I was shocked! Fiery, me?Is fiery the same as a sharp tongue or does that just mean I have a bad temper. I never get which self. I will snarl at everyone who annoys me.It is true. I would, they said, put everyone around me off and no one would want to talk to me. I am trying. They continued with their wit, sharpness (o yes, much as they pretended that I was the one, I mean where did I get it from), humour, extreme judgmentalism about other people they didn’t like (ahem, I am much less like that than them) and so on. This will be exercised on social media.They also had an annoying habit — both of them — of asking people for advice which they didn’t really want in order to make those people feel wanted. He loved provoking people. She commented when I called to blow off some steam, “Yes I have noticed that you do snarl on Twitter”.Part of the reason could be the fault of Mad Magazine, which was required teenage reading in the 1970s. I say “whippety”, but however sharp my mind might think it is, my physical form is decidedly ample and definitely un-whippety. I can curl my upper lip from both sides.Some 15 years ago, when I was job hunting, a former colleague asked me if I was still “fiery”.

It is not easy. I will be all sweetness and light and powdery comfort in real life. My commiserations. I don’t buy this “mellow with age” malarkey. Some people can raise one eyebrow at a time. For me, almost all advice is gratuitous and unsolicited since I rarely solicit.However, I shall need a release. Scientific proof. And thus, I shall give space and freedom to my inner sneers and sharpness.The final blow to my journey to mythical mellowness came from my closest friend, who knows everything about me. Gak!My paternal grandfather once said that the great thing about people marine Pneumatic Tools old is that you can abandon all social filters and say what you like. Ah well, so much for that. Mellowing 0.Some powdery comfortable elderly type person, dispensing nonsensical wisdom with mithai and biscuits?Or a knife-tongued no nonsense whippety person. First of all, this grandfather pretty much said what he liked most of his life. Old sharp crone is my fate.Ah well. One issue taught the reader the “cultivated sneer”.You know, just trying to get some “self-awareness” all the influencers and “gooroos” tell us we must have if we are live out our days in a satisfactory manner. There are so many of them anyway.

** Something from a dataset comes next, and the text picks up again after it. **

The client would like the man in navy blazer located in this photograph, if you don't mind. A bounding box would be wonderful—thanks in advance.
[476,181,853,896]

Then they came home and made massive tantrums about the advice they had been given and the fact that they had been given advice.I have to admit here, if you didn’t already get it, I’m sceptical. And check where exactly I’m going and what I should be like.He just conveniently used the patina of age to be even more provocative!His two pet peeves were religion and the supernatural.. Be yourself, they say. I mean, they had asked for it!Anyway, I shouldn’t give away their secrets.I do this in full knowledge that some of us on social media are not even real people, our personas on social media are not us and who knows, the whole thing might just be someone else’s nightmare. Unless they’re too-goody-two-shoes in which case they may have missed out on the fine art of sneering.What I’m trying to say is because I’m going to hit 60 this year, (though according to Indian maths I am already 60), I feel I should do a character assessment.

Neither of my parents changed that much as they grew older. My grandfather always won because his punchline was when he asked for proof. Sharp, fiery, provocative and mad!I used to be a champion arguer as well.Okay I get it: self-awareness 100.I, um, had thought I was being “clever” with my cutting remarks. This will be almost impossible to do, but I shall endeavour in the interests of old wives’ tale perpetuation. I practised for hours in front of the mirror. Can you see the halo? I will sneer twice when others will do it only once. It was great fun. I mean that I was addicted to it. Provoke and hit back. But you know, people sometimes.I don’t mean I was good at it. But he always had a twinkle in his eye so you knew he was being wicked and laughing at the same time.I on the other hand almost never ask for advice, almost never listen to any advice I am given and ignore all suggestions to better myself that the kindly and helpful give me. I try to control it.Maybe it’s my genes.